Define a projectile and derive the equation of its trajectory: $y = (\tan \theta_0)x - \frac{g}{2(v_0 \cos \theta_0)^2}x^2$.

(N/A) Definition: An object projected into the air,which then moves under the influence of gravity alone,is called a projectile,and its motion is called projectile motion.
Derivation:
Let an object be projected with an initial velocity $v_0$ at an angle $\theta_0$ with the horizontal. The components of initial velocity are $v_{0x} = v_0 \cos \theta_0$ and $v_{0y} = v_0 \sin \theta_0$.

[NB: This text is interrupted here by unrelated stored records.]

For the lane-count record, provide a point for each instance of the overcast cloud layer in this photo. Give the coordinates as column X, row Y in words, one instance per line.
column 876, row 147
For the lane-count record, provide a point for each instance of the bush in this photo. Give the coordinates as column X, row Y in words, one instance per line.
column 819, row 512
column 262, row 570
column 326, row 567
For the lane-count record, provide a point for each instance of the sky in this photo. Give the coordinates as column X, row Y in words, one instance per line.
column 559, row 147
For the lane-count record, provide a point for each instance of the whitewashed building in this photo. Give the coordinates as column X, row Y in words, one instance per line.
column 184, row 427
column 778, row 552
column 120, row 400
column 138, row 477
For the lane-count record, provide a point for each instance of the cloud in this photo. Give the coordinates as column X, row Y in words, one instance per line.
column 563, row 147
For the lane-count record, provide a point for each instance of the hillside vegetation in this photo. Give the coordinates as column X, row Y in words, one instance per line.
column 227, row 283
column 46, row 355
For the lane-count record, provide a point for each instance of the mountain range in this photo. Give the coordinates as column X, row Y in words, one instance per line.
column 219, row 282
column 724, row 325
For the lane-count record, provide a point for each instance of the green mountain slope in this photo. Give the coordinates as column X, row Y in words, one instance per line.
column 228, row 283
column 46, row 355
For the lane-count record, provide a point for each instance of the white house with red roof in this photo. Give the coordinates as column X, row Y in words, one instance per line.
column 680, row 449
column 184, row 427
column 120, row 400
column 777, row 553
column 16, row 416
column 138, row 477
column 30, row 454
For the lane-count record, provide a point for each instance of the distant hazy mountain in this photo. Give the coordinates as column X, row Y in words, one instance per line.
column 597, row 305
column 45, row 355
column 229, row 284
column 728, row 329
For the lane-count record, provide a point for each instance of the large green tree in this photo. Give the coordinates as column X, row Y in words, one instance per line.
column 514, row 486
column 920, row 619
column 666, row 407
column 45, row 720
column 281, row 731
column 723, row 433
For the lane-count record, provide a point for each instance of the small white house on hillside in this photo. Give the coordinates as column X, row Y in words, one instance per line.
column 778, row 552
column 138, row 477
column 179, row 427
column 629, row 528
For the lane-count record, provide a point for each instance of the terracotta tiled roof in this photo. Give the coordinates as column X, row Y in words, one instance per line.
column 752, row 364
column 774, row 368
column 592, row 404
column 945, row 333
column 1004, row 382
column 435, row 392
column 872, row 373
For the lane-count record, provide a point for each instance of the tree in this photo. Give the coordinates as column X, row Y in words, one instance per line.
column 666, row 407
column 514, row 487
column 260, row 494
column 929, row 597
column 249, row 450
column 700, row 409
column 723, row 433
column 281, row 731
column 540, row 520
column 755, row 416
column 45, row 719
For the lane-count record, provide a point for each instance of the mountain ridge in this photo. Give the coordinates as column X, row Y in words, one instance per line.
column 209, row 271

The horizontal position at time $t$ is given by:
$x = (v_0 \cos \theta_0)t \implies t = \frac{x}{v_0 \cos \theta_0} \quad \dots(1)$
The vertical position at time $t$ is given by:
$y = (v_0 \sin \theta_0)t - \frac{1}{2}gt^2 \quad \dots(2)$
Substituting the value of $t$ from equation $(1)$ into equation $(2)$:
$y = (v_0 \sin \theta_0) \left( \frac{x}{v_0 \cos \theta_0} \right) - \frac{1}{2}g \left( \frac{x}{v_0 \cos \theta_0} \right)^2$
Simplifying the expression:
$y = x \tan \theta_0 - \frac{g}{2(v_0 \cos \theta_0)^2}x^2$
This is the equation of the trajectory of a projectile.